Shaming: A Form of Cultural Manipulation?

Warning: I am on day 6 of a round of chemo so my inhibitions are down. You can only imagine what this one week on/one week off protocol  is like for the people I live with. But I got some things that my boundary seeking self just can’t let go…

There is a very popular post going around on Social Media that basically says that because you don’t know what is in a McDonald’s hamburger or what is in your deodorant or what was in the vaccines you had as a child, you should blindly accept what is being passed out as the savior of the world: the Rona Vaccine. Honestly, it is not my opinion of the vaccine that feels insulted, it is my intelligence.

Let me publicly state that if you want to get the vaccine, I encourage you to do so. If that alleviates your fears and allows you to interact with your elderly mom or the people you work with, by all means, do what you have to do. But listen up…if you try to SHAME me into your line of thinking or act as if you have some moral pedestal custom made for you, then I have to speak out for myself and my growing list of clients who are literally being traumatized by the smugness out there. 

The fact of the matter is that we will not know for a very long time what the lasting effects of any new drug will be.
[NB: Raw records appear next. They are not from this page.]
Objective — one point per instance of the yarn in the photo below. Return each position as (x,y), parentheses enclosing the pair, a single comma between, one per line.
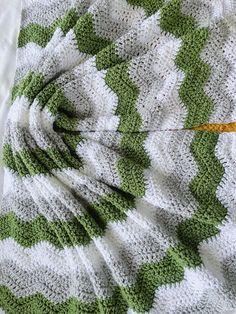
(119,189)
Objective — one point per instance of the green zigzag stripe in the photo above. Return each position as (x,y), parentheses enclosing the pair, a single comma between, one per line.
(131,173)
(87,39)
(71,232)
(149,6)
(41,35)
(191,92)
(171,268)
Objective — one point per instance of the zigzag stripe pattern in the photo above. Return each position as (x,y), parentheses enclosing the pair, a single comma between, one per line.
(118,193)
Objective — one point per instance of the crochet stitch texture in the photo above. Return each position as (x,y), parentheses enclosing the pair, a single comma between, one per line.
(112,202)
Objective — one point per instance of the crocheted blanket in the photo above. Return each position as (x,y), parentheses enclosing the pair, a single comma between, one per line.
(119,190)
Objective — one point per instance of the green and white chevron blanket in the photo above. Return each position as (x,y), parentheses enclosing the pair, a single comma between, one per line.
(120,186)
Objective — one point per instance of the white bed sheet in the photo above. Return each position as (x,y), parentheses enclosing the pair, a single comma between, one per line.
(10,14)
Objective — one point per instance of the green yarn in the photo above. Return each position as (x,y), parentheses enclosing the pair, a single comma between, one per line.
(150,6)
(41,35)
(88,41)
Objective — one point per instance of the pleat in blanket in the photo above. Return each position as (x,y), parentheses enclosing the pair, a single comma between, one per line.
(119,207)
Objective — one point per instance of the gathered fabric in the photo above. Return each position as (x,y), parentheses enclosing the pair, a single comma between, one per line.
(120,159)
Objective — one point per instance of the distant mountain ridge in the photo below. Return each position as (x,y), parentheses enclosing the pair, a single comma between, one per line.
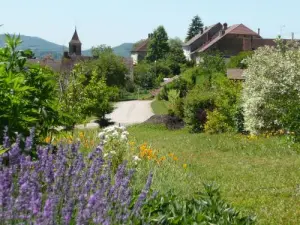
(42,47)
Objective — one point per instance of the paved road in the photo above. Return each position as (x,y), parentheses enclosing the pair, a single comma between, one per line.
(131,112)
(126,113)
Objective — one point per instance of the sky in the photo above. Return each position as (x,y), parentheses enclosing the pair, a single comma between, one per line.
(113,22)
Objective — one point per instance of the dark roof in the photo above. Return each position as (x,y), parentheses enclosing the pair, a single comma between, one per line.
(75,38)
(235,74)
(47,61)
(234,29)
(142,47)
(200,35)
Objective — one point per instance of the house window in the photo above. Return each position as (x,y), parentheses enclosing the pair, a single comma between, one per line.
(74,49)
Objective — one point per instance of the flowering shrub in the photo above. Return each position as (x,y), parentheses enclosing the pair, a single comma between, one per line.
(115,140)
(271,93)
(64,187)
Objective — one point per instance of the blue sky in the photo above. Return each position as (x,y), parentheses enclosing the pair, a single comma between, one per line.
(114,22)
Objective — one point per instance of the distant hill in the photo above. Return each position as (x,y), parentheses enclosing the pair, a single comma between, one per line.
(42,47)
(121,50)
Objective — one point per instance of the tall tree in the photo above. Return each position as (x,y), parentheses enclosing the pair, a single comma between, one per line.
(194,28)
(158,46)
(176,51)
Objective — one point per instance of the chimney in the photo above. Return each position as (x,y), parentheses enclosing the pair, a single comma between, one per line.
(66,54)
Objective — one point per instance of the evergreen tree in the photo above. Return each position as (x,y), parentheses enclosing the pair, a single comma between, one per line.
(194,28)
(158,47)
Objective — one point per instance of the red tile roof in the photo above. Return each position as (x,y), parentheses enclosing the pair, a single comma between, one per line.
(200,35)
(142,47)
(235,74)
(234,29)
(75,38)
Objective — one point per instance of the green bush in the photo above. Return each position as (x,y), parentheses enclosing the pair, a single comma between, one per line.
(196,103)
(206,207)
(144,76)
(130,86)
(179,84)
(28,94)
(216,123)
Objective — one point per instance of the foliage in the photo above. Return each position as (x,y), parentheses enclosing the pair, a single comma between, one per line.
(66,188)
(174,102)
(28,92)
(158,46)
(179,84)
(176,57)
(87,96)
(194,28)
(196,103)
(144,76)
(149,75)
(271,92)
(115,141)
(206,208)
(97,51)
(238,61)
(159,107)
(106,65)
(227,103)
(216,123)
(238,164)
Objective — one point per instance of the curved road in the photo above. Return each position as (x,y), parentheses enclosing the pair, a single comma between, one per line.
(131,112)
(126,113)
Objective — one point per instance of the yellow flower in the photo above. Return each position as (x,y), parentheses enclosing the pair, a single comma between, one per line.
(163,158)
(171,154)
(81,134)
(48,140)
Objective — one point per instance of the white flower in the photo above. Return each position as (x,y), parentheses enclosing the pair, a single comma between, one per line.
(136,158)
(122,128)
(101,134)
(115,133)
(125,133)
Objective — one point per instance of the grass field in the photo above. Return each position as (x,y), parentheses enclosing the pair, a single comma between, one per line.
(159,107)
(261,175)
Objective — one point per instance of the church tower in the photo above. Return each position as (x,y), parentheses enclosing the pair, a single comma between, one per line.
(75,45)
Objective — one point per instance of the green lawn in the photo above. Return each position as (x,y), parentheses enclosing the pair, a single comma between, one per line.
(159,107)
(260,176)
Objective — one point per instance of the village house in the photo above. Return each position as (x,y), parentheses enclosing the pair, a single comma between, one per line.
(229,40)
(139,52)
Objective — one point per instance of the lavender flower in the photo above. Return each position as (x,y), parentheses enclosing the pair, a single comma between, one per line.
(65,186)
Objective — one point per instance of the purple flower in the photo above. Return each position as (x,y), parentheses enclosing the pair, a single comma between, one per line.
(6,143)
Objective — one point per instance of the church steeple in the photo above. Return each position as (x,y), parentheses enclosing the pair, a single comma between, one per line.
(75,44)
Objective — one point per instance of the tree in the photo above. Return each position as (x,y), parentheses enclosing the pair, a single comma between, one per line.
(176,56)
(194,28)
(28,94)
(271,93)
(87,96)
(158,47)
(107,65)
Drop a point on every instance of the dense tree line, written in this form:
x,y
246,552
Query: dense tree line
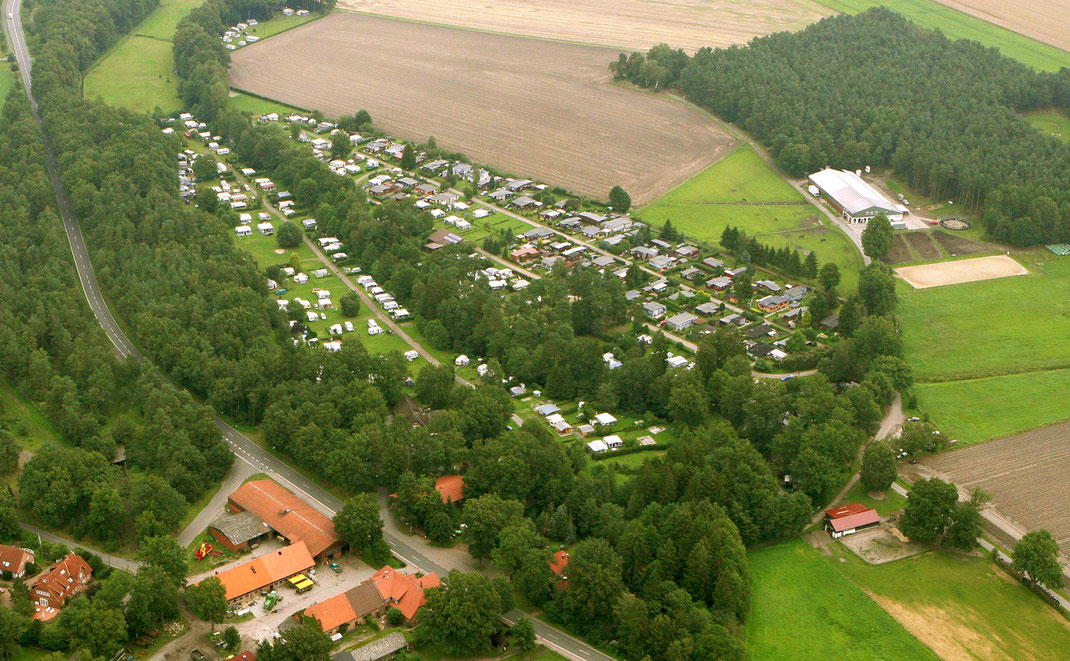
x,y
874,89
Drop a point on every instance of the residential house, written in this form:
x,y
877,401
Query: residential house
x,y
243,584
59,584
403,592
13,560
347,610
681,321
850,519
654,309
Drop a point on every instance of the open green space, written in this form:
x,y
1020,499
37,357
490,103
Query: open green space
x,y
740,190
958,25
965,608
247,103
804,608
890,503
137,73
6,82
1051,123
1000,326
976,410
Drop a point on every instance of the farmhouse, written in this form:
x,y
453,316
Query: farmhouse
x,y
347,609
288,516
850,519
856,200
244,582
239,532
58,584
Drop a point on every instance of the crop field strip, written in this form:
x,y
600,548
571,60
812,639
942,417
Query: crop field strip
x,y
960,25
1025,474
536,108
632,25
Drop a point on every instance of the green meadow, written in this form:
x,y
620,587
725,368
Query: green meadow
x,y
743,190
804,608
958,25
1051,123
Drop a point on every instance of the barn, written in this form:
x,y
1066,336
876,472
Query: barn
x,y
856,200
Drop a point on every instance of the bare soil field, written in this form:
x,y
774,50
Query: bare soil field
x,y
961,271
633,25
1044,20
535,108
1025,474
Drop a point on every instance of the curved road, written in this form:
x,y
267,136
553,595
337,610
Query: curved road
x,y
244,448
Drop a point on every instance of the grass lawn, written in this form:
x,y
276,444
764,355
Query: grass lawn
x,y
255,105
1007,325
6,82
702,206
1049,122
804,608
1012,403
964,608
958,25
891,501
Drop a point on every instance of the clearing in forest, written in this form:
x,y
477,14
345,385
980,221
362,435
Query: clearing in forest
x,y
632,25
528,107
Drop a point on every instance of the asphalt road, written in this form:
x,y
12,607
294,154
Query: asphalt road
x,y
244,448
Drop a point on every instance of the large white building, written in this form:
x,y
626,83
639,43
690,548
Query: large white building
x,y
856,200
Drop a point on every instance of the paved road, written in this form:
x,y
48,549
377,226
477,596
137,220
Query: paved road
x,y
892,420
244,448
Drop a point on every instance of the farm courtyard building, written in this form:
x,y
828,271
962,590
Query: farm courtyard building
x,y
244,582
856,200
288,516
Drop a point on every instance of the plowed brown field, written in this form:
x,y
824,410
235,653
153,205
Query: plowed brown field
x,y
635,25
1026,475
1044,20
540,109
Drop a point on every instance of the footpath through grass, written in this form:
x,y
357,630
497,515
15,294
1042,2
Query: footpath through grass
x,y
959,25
1051,123
743,190
804,608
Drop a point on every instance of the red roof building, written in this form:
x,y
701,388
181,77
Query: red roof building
x,y
288,516
451,487
14,559
559,565
58,584
850,519
244,582
406,592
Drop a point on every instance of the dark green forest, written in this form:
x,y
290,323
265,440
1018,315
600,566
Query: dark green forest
x,y
875,89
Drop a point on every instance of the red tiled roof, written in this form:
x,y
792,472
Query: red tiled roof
x,y
845,510
14,559
403,590
452,488
854,521
266,569
559,563
286,513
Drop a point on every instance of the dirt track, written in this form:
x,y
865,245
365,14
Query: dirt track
x,y
961,271
540,109
635,25
1044,20
1025,474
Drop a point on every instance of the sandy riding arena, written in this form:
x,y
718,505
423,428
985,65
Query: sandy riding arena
x,y
534,108
635,25
961,271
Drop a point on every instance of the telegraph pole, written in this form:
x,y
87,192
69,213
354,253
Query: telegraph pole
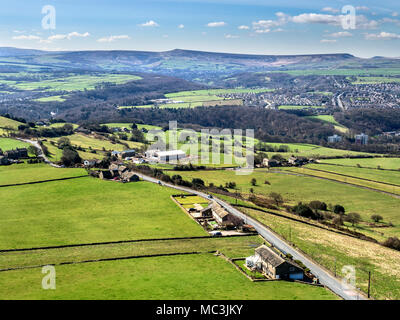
x,y
369,283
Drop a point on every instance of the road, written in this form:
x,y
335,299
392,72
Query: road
x,y
324,276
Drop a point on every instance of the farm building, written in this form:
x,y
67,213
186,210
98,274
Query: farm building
x,y
129,177
273,265
220,214
17,153
4,161
270,163
296,161
334,139
165,156
127,153
106,175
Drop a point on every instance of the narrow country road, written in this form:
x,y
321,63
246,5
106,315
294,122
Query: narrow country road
x,y
323,275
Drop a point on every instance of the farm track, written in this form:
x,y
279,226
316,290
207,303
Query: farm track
x,y
325,276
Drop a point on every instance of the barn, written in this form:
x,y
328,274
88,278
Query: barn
x,y
267,261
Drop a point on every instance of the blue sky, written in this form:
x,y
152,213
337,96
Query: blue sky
x,y
252,26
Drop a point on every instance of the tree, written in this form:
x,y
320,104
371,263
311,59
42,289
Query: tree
x,y
277,198
392,242
70,157
318,205
338,209
376,218
338,221
63,142
354,218
198,182
33,150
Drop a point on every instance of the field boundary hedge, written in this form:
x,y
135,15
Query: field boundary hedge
x,y
110,259
42,181
121,241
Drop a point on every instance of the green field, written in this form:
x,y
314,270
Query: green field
x,y
9,123
89,210
187,277
216,92
375,80
23,173
377,175
296,188
72,82
329,248
384,163
51,99
299,107
330,119
8,144
344,72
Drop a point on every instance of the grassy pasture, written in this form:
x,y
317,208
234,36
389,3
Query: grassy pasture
x,y
51,99
378,175
8,144
375,80
22,173
5,122
305,189
344,72
232,247
89,210
325,247
189,277
86,141
74,82
384,163
216,92
337,177
330,119
299,107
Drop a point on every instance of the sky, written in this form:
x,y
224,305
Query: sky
x,y
237,26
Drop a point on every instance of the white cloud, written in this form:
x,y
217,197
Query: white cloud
x,y
329,9
113,38
341,34
362,8
231,36
150,23
382,36
24,37
216,24
68,36
265,26
362,22
77,34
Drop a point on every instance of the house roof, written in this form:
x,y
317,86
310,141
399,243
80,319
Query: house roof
x,y
170,153
269,256
221,212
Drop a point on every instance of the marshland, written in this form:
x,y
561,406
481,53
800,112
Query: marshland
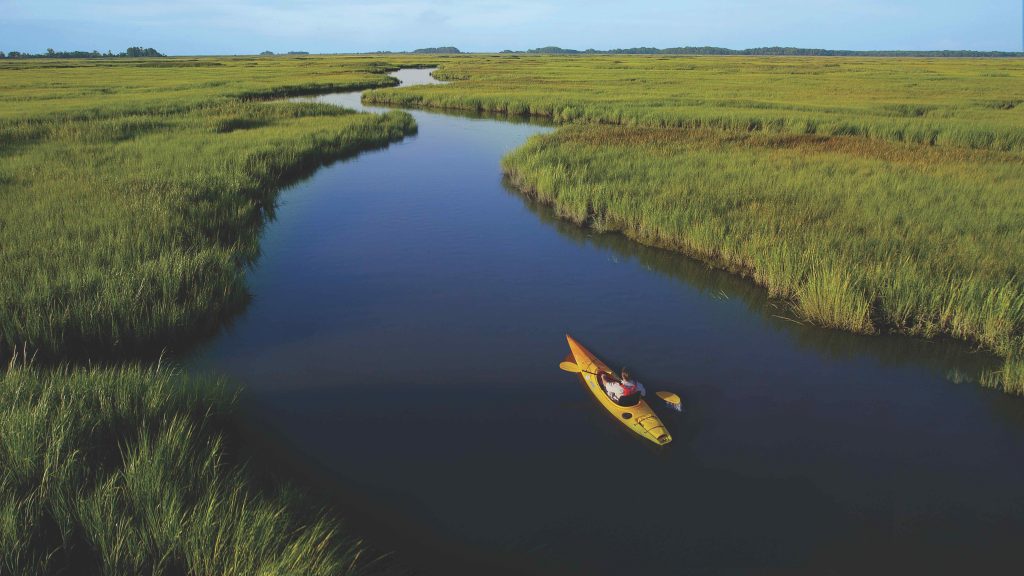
x,y
821,255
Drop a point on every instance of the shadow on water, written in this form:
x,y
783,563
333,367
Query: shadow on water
x,y
402,350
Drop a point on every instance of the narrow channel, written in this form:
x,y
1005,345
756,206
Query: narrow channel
x,y
408,321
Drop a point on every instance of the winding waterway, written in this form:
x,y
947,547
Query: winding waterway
x,y
408,321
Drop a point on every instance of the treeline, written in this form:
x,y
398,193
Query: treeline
x,y
773,51
132,52
437,50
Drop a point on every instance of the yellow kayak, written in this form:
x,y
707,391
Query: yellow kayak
x,y
639,418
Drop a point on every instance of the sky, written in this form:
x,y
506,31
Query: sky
x,y
240,27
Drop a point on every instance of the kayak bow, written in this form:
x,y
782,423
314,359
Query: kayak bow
x,y
639,418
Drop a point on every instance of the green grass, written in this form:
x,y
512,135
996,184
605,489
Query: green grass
x,y
132,195
125,227
869,194
946,101
125,470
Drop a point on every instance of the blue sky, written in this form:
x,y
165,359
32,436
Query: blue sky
x,y
210,27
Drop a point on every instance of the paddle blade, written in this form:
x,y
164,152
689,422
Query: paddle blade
x,y
569,367
671,400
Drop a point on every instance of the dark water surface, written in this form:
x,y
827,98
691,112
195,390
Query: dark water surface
x,y
409,318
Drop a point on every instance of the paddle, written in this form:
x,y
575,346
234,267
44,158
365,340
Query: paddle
x,y
572,367
670,399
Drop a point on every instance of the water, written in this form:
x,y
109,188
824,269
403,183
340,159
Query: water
x,y
409,318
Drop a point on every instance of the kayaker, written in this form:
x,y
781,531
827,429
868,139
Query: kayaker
x,y
631,385
623,391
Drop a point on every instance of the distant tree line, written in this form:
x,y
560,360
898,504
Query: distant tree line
x,y
132,52
437,50
773,51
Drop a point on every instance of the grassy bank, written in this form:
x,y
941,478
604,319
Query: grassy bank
x,y
125,228
870,194
960,103
126,471
132,195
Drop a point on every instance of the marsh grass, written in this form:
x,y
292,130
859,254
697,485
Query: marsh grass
x,y
125,227
131,199
125,470
966,103
869,194
854,235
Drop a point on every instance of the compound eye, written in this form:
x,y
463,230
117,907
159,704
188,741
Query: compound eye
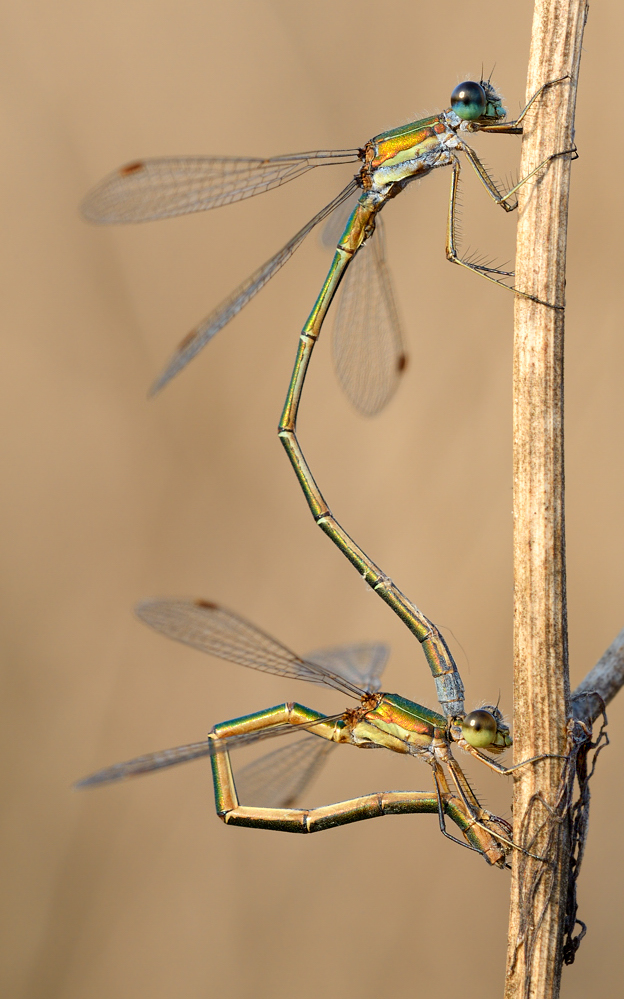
x,y
468,100
479,729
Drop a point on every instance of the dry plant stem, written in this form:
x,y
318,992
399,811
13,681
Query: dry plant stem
x,y
540,625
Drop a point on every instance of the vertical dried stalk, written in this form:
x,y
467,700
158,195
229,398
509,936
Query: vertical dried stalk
x,y
540,625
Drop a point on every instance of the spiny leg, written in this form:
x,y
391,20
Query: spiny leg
x,y
481,816
500,769
514,127
448,682
499,199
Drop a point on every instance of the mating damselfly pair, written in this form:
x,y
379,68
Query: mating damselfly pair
x,y
370,357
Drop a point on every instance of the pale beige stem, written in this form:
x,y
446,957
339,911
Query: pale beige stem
x,y
540,625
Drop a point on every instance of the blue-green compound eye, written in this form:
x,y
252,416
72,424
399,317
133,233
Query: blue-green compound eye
x,y
468,100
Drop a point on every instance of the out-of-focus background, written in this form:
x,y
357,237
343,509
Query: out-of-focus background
x,y
137,889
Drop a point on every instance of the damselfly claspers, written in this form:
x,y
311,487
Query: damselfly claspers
x,y
380,720
368,344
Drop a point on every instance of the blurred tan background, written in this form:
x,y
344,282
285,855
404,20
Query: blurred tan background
x,y
138,890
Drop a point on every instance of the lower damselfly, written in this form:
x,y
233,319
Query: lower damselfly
x,y
264,794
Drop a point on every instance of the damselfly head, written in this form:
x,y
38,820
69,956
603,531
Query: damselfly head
x,y
486,729
478,102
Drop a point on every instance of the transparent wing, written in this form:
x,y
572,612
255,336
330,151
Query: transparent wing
x,y
199,337
210,628
160,188
368,344
163,758
361,664
278,779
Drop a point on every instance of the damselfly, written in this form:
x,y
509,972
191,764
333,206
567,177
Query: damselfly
x,y
368,344
273,784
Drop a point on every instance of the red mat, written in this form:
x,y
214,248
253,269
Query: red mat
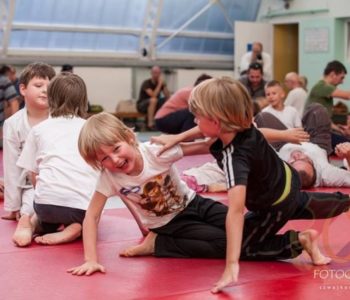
x,y
39,272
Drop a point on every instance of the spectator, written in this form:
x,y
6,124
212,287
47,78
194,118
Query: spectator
x,y
257,55
67,68
153,94
324,91
297,94
174,116
255,83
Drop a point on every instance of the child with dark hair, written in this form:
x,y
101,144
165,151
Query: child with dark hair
x,y
19,192
63,182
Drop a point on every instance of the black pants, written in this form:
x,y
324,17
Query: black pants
x,y
260,238
198,231
176,122
51,217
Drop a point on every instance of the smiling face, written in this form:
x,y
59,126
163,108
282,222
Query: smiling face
x,y
209,127
275,96
35,93
122,157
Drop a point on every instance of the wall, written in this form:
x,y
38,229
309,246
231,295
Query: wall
x,y
108,86
327,15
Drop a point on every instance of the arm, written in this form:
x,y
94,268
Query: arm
x,y
33,178
345,95
166,92
200,147
14,105
12,173
170,140
343,151
90,223
234,233
291,135
154,93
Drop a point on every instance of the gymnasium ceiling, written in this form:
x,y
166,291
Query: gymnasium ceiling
x,y
122,32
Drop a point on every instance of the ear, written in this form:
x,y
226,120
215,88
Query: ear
x,y
22,89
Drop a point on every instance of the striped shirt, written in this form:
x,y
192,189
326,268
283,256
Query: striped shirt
x,y
250,161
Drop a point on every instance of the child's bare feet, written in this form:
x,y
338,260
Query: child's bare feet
x,y
68,234
143,249
308,239
12,216
24,232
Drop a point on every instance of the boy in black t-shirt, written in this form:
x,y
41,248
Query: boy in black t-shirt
x,y
256,178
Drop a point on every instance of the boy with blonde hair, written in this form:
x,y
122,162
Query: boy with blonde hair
x,y
180,223
255,177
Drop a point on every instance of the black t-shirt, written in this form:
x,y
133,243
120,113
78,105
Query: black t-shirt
x,y
249,160
148,84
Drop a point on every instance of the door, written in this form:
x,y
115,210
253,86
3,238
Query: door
x,y
285,49
248,32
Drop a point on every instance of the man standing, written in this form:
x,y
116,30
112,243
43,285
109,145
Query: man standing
x,y
255,84
297,95
257,56
153,94
324,91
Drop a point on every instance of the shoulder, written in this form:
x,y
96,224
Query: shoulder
x,y
290,110
152,150
16,117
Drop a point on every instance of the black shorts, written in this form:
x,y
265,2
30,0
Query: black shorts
x,y
51,217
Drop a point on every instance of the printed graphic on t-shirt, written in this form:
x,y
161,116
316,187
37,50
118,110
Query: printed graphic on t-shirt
x,y
158,197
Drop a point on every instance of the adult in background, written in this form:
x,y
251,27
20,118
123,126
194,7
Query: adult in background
x,y
255,84
297,94
324,91
257,55
153,94
174,116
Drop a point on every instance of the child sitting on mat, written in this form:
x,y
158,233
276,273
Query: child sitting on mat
x,y
19,191
63,181
256,178
180,223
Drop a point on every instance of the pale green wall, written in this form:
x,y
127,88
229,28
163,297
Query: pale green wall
x,y
330,14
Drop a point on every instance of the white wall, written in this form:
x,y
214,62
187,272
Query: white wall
x,y
106,86
188,77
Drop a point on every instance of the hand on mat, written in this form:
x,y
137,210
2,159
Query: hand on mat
x,y
230,275
87,268
343,150
167,140
297,135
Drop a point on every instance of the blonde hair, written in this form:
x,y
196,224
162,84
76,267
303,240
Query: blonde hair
x,y
67,96
102,129
224,99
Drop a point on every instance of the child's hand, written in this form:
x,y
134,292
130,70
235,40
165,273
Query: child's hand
x,y
230,275
296,135
167,140
343,150
87,268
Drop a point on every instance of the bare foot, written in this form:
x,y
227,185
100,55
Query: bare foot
x,y
24,232
217,187
12,216
143,249
308,239
68,234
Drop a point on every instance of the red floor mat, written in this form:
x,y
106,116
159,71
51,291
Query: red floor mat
x,y
39,272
There may be many good reasons to risk the long term effects for the immediate result of having life get back to normal. People’s lives are being ruined by unemployment, mental distress, lack of human contact and if a vaccine offers a return to normalcy, let’s have an open discussion that evaluates the risks and the benefit of accepting those risks. As a cancer patient, I take straight poison in hopes that  killing cancer cells will outweigh the destruction of the healthy cells happening at the same time. I am not risk adverse, but taking educated risks is healthier than uneducated, naive and I-choose-not-to-think risks. SOMEONE, ANYONE, give me an amen.

Until you have received a diagnosis that changes your life forever because you took Zantac for an ulcer or used talcum powder to freshen yourself up…or watched a child suffer from Guillain-Barre after a flu vaccine, or are living with autism in your family because your child had the reaction that only a small percentage of people have, it may be in your best interest to make a decision that is right for you and not feel that you need to condemn those who may not agree. And please don’t ask those people who trusted once, to blindly trust again because if they don’t, they are hindering others from going to a concert. 

I commented on a few of these posts and the response was basically that because I have cancer, my circumstance is different and maybe I was over-reacting to the post. Ironic that one of those who thought I was overreacting was the Biology teacher that taught me about viruses to begin with. He is the reason I know that we can’t outrun a virus…it will always catch up through mutation. I respect his decision to vaccinate because he is elderly and wants to see his grandkids…but oohhh…anyone who knows me, knows that I advocate for boundaries, freedom and personal empowerment and I hate it when people try to shut me up by suggesting I might be overreacting. Didn’t your mama tell you to never tell a woman to calm down when she is just getting started?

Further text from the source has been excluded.